In Argentina il pluralismo dell’informazione risulta essere sempre più una chimera, almeno da fine 2015, quando il presidente Mauricio Macri si è insediato alla Casa Rosada. Negli ultimi anni sono oltre 3.000 i posti di lavoro andati in fumo nel settore del giornalismo e della comunicazione, mentre la situazione dei media comunitari appare a forte rischio, soprattutto a seguito dei tagli imposti dal governo.
Tra gli aspetti più inquietanti del vero e proprio attacco sferrato dalla presidenza Macri alla libera informazione vi è la denuncia contro i comunicadores populares che, insieme ai dirigenti delle organizzazioni sociali, il 17 dicembre scorso avevano partecipato ad una pacifica manifestazione di protesta sotto la sede dell’Ente Nacional de Comunicaciones (Enacom) a Buenos Aires per chiedere la tutela delle emittenti televisive comunitarie. Tra coloro che dovranno vedersela con la magistratura Pablo Antonini, presidente del Foro Argentino de Radios Comunitarias, Omar Zanarini, di Radio Gráfica, Natalia Vinelli, di Barricada Tv, Tomás Eliaschev, dirigente del Sipreba (Sindicato de Prensa de Buenos Aires) e Juan Grabois, del Movimiento de Trabajadores Excluidos.
Secondo i manifestanti le tv comunitarie avrebbero dovuto essere inserite nella griglia delle emittenti che trasmettono via cavo, a partire da Barricada y Urbana Tv, ma Cablevisión, principale operatore del settore appartenente al potente Grupo Clarín, rifiuta di farlo. Finora Enacom non è intervenuta e, proprio per questo motivo, il 17 dicembre 2018 era stata promossa una protesta sotto i suoi uffici. Ovviamente, la passività di Enacom è stata benedetta dal Grupo Clarín, di orientamento ultraconservatore e noto, all’epoca del regime militare, per la sua dichiarata simpatia verso la dittatura. Il suo matrimonio con Cablevisión Holding ha permesso ad entrambi di diventare i padroni dell’informazione televisiva e di tutte le notizie che passano attraverso internet e i cellulari. Va inoltre sottolineato che Enacom è un organismo creato attraverso uno dei tanti decreti d’urgenza tramite i quali ha governato il presidente Macri ed opera spesso al limite della legalità costituzionale, obbedendo fedelmente agli ordini provenienti dalla Casa Rosada.

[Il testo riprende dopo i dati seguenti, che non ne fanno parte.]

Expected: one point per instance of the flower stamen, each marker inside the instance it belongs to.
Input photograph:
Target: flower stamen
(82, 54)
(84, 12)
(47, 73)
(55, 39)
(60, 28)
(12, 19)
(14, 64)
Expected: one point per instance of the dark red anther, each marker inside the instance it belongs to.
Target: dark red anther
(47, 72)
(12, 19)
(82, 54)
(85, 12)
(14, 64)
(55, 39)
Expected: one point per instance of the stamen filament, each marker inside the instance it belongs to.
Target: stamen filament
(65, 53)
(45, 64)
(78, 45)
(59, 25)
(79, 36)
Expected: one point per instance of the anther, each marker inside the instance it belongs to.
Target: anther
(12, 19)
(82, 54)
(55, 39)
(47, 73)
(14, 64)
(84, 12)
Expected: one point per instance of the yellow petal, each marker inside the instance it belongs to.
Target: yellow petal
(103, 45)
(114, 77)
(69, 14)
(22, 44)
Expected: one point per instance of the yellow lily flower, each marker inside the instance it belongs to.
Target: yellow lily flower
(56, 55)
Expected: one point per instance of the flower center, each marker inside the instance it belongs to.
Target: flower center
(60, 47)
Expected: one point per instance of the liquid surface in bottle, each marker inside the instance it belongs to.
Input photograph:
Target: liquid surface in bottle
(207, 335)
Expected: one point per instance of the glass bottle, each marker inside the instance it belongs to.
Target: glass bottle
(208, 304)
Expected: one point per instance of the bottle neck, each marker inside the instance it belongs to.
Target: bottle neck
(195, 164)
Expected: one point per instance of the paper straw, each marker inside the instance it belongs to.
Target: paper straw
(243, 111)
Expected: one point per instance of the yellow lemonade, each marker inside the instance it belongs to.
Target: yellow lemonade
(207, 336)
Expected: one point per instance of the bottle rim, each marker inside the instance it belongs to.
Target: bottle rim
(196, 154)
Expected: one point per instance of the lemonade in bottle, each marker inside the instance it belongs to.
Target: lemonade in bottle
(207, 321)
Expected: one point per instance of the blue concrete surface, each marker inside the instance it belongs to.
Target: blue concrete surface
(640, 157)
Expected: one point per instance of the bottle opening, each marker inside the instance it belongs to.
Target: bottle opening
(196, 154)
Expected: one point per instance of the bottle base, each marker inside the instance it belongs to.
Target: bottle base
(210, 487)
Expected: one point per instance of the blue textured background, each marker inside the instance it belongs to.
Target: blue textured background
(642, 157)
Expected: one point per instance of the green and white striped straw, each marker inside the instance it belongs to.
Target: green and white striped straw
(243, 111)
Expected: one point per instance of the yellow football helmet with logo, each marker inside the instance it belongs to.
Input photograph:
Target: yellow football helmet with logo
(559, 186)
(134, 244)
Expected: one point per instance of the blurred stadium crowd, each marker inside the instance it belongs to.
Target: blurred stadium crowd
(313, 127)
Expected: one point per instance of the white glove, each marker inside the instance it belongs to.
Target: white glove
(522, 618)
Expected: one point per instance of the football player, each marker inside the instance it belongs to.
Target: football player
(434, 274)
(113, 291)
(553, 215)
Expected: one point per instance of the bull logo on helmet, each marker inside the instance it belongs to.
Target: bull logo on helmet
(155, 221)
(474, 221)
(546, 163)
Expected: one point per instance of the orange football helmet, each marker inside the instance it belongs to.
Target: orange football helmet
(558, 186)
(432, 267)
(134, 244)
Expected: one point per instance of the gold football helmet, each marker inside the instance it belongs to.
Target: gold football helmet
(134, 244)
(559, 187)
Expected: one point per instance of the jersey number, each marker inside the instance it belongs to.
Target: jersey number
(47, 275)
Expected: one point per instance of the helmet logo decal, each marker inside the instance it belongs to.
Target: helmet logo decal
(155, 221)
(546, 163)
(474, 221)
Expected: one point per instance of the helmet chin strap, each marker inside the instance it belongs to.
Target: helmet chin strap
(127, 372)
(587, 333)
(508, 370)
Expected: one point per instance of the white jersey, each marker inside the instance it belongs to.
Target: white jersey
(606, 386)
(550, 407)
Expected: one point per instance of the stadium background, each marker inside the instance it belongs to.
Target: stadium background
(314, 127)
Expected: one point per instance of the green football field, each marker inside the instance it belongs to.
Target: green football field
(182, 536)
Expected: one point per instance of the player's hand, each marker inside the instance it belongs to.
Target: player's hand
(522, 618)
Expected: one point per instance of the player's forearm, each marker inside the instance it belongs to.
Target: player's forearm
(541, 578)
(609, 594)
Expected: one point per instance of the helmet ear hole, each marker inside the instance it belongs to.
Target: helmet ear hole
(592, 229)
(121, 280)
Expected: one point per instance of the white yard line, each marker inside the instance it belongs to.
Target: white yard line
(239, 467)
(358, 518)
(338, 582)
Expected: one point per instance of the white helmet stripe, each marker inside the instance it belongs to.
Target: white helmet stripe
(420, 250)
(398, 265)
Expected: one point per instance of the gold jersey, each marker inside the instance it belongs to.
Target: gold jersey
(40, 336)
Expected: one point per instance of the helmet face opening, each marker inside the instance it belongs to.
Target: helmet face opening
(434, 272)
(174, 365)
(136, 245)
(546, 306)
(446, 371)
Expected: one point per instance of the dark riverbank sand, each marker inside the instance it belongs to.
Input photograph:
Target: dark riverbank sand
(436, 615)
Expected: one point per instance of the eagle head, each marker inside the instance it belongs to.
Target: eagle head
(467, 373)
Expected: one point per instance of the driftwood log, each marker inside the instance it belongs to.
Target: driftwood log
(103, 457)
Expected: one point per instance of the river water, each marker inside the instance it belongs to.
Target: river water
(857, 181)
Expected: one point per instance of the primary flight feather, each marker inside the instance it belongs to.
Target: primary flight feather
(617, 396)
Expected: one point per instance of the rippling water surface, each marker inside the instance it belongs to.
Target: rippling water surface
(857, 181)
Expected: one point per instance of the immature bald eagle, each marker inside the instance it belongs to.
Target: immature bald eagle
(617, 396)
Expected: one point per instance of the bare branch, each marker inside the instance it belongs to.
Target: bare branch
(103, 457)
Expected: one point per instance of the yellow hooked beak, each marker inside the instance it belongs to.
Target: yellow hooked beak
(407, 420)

Attualmente l’unico tipo di informazione riconosciuta e tollerata è quella commerciale e le politiche pubbliche per una vera e propria democratizzazione della comunicazione si sono arenate, soprattutto per il rifiuto del governo di riconoscerla come un bene sociale indispensabile per il dibattito pubblico e per la democrazia.
Tuttavia le brutte notizie a proposito del pluralismo dell’informazione non sono finite qui. Nel documento Periodistas, trabajadores de prensa y gráficos desaparecidos: una lista en construcción, curato dal Registro Unificado de Víctimas del Terrorismo de Estado de la Secretaría de Derechos Humanos y Pluralismo Cultural, è emerso che il numero degli operatori dell’informazione fatti sparire all’epoca del regime militare è salito a 223 persone, 228 se consideriamo il caso dei cinque studenti di Comunicazione e giornalismo desaparecidos. I dati, diffusi da Tiempo Argentino, fanno capire che fare informazione in Argentina non è mai stato facile, allora come oggi, ma la tempistica con cui è stato reso pubblico il rapporto ha inevitabilmente un legame con la battaglia contro il pluralismo scatenata da Mauricio Macri.

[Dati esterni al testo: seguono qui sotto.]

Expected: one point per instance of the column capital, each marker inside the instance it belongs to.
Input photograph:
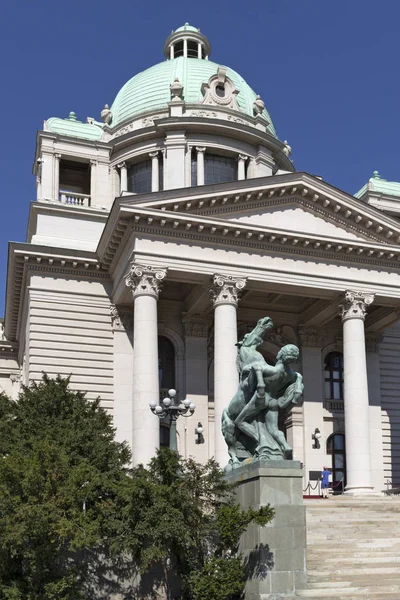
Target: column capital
(145, 280)
(311, 337)
(355, 305)
(226, 289)
(195, 325)
(121, 318)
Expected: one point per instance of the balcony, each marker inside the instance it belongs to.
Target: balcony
(74, 199)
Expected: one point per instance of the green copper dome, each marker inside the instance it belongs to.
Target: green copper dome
(149, 90)
(186, 27)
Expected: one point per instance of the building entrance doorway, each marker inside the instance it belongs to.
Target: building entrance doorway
(336, 447)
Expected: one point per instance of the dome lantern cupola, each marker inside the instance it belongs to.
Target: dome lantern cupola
(187, 41)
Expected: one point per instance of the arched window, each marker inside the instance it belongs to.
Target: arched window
(166, 373)
(335, 446)
(333, 371)
(140, 176)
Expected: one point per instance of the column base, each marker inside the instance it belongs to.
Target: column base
(361, 491)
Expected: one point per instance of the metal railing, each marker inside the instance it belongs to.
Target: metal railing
(392, 489)
(310, 488)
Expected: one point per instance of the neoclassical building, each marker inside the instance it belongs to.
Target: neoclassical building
(164, 230)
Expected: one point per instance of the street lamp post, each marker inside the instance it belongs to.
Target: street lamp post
(170, 409)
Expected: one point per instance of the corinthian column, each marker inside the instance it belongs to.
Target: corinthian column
(145, 283)
(225, 295)
(356, 402)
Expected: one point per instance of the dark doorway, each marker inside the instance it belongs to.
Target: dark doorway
(336, 447)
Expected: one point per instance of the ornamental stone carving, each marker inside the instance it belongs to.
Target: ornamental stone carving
(355, 305)
(258, 106)
(287, 149)
(226, 289)
(106, 115)
(220, 90)
(176, 89)
(195, 325)
(311, 337)
(121, 318)
(372, 341)
(145, 280)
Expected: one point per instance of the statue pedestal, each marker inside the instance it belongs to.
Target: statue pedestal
(276, 553)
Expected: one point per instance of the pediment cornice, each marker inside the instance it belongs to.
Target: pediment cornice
(301, 189)
(213, 231)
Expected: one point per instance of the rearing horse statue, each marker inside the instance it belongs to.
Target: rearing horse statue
(250, 422)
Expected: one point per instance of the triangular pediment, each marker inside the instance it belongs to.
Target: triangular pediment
(295, 202)
(297, 218)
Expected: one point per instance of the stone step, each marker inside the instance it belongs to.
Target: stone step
(313, 560)
(354, 581)
(351, 593)
(376, 570)
(340, 553)
(358, 542)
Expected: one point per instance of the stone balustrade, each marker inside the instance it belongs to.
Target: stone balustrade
(74, 199)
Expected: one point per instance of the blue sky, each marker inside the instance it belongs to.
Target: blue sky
(326, 70)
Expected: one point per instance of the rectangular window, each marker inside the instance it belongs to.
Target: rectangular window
(139, 177)
(193, 172)
(219, 169)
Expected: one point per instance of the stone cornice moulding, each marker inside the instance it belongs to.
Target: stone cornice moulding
(355, 305)
(145, 280)
(234, 124)
(226, 289)
(307, 190)
(217, 231)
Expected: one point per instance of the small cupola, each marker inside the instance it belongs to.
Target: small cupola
(187, 41)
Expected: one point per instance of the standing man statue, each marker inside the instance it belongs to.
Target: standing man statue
(250, 423)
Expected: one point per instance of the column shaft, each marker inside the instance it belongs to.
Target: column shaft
(145, 283)
(242, 167)
(123, 177)
(226, 377)
(356, 401)
(56, 178)
(146, 426)
(200, 165)
(225, 293)
(155, 177)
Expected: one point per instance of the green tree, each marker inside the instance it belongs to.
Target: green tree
(61, 476)
(183, 516)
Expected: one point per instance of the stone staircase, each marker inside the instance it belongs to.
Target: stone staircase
(353, 549)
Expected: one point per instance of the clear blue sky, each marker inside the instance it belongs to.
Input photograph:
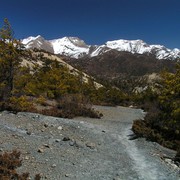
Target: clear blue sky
(96, 21)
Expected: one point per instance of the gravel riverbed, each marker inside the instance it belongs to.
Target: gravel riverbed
(85, 148)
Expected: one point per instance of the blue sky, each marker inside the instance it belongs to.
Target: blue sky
(96, 21)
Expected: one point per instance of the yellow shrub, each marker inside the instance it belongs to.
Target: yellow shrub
(21, 103)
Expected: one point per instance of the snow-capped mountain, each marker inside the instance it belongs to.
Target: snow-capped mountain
(77, 48)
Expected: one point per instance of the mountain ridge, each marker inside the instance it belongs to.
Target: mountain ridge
(76, 48)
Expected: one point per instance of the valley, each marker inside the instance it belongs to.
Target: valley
(85, 148)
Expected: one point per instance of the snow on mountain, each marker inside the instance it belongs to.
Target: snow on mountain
(76, 48)
(38, 42)
(70, 46)
(140, 47)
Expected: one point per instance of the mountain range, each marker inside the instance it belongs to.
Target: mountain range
(76, 48)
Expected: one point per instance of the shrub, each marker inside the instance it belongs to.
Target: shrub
(9, 161)
(22, 103)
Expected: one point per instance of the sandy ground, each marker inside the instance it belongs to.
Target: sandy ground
(85, 148)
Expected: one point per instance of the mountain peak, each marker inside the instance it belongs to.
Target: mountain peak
(76, 48)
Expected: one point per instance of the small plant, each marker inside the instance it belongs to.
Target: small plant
(8, 164)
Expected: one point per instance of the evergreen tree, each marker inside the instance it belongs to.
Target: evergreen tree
(10, 49)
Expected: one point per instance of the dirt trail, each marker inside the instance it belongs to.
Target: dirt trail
(85, 148)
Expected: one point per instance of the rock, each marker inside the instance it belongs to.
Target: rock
(91, 145)
(54, 165)
(72, 143)
(57, 140)
(26, 158)
(116, 178)
(45, 125)
(40, 150)
(66, 138)
(28, 133)
(46, 145)
(67, 175)
(60, 128)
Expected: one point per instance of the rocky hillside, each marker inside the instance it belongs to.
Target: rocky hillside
(77, 48)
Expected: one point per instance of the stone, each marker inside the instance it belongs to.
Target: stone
(40, 150)
(26, 157)
(57, 140)
(60, 128)
(46, 145)
(28, 133)
(67, 175)
(72, 143)
(54, 165)
(91, 145)
(45, 125)
(66, 138)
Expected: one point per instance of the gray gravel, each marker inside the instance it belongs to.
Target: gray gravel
(85, 148)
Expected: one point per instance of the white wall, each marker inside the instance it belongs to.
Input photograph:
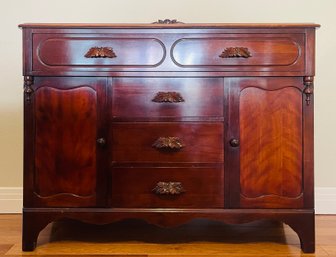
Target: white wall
(14, 12)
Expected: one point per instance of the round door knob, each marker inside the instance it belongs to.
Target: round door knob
(101, 141)
(234, 142)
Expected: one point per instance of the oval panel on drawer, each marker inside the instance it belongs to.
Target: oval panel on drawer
(201, 187)
(152, 98)
(147, 142)
(75, 51)
(253, 51)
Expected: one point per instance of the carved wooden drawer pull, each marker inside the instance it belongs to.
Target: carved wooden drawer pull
(235, 52)
(172, 143)
(168, 188)
(100, 52)
(168, 97)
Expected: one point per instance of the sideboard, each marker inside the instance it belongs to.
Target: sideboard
(168, 122)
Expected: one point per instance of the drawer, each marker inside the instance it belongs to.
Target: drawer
(167, 142)
(251, 52)
(163, 97)
(95, 52)
(168, 187)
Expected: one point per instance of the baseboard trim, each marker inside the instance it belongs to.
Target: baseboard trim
(325, 200)
(11, 200)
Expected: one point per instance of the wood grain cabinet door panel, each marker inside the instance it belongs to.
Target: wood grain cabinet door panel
(66, 129)
(270, 144)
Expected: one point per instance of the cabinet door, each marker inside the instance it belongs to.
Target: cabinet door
(67, 121)
(267, 162)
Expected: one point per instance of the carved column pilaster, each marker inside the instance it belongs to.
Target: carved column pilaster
(27, 87)
(309, 88)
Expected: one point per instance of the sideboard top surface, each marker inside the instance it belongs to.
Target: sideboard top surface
(169, 26)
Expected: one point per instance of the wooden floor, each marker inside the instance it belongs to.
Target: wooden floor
(136, 238)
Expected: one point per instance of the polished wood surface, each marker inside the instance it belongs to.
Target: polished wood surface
(267, 52)
(133, 187)
(210, 121)
(65, 128)
(271, 147)
(52, 51)
(199, 238)
(202, 142)
(133, 98)
(177, 25)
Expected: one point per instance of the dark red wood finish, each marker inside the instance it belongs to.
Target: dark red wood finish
(238, 119)
(133, 187)
(270, 147)
(67, 122)
(133, 142)
(133, 98)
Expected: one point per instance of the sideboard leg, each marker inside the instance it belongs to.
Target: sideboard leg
(304, 226)
(307, 236)
(32, 224)
(29, 232)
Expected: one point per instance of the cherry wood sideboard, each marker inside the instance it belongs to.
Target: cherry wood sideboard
(168, 122)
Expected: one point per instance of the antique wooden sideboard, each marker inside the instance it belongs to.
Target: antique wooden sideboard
(168, 122)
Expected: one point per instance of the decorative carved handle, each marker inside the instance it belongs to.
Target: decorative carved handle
(101, 141)
(234, 142)
(168, 188)
(167, 21)
(235, 52)
(168, 97)
(100, 52)
(172, 143)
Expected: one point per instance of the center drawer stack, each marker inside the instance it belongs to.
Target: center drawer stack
(167, 143)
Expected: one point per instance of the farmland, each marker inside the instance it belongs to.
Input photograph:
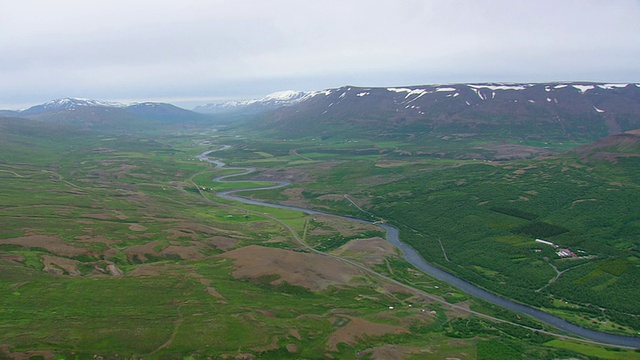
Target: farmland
(108, 248)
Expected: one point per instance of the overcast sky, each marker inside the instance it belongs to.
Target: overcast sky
(190, 52)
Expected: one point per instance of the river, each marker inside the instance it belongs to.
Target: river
(412, 256)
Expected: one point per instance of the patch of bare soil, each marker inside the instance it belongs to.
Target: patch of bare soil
(343, 226)
(12, 257)
(331, 197)
(371, 251)
(514, 151)
(181, 233)
(213, 292)
(139, 251)
(95, 239)
(392, 352)
(50, 243)
(185, 252)
(312, 271)
(105, 216)
(137, 227)
(44, 354)
(152, 270)
(357, 328)
(59, 266)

Nel 1998 la lista dei giornalisti desaparecidos si aggirava intorno a 101 casi e vi lavorò Catalina Guagnini, dirigente dei Familiares de Desaprecidos y Detenidos por Razones Políticas e madre di Luis Guagnini, operatore dell’informazione sequestrato il 21 dicembre 1977. Fu proprio grazie ai Familiares de Desaprecidos y Detenidos por Razones Políticas che nacque la Comisión de Periodistas Desaparecidos. Da allora, il numero dei giornalisti sequestrati e uccisi dal regime militare è cresciuto, come hanno dimostrato le indagini condotte prima dall’Unión de Trabajadores de Prensa de Buenos Aires e poi dal Sindicato de Prensa de Buenos Aires per garantire il diritto alla verità e a quella libera informazione che Mauricio Macri intende seppellire.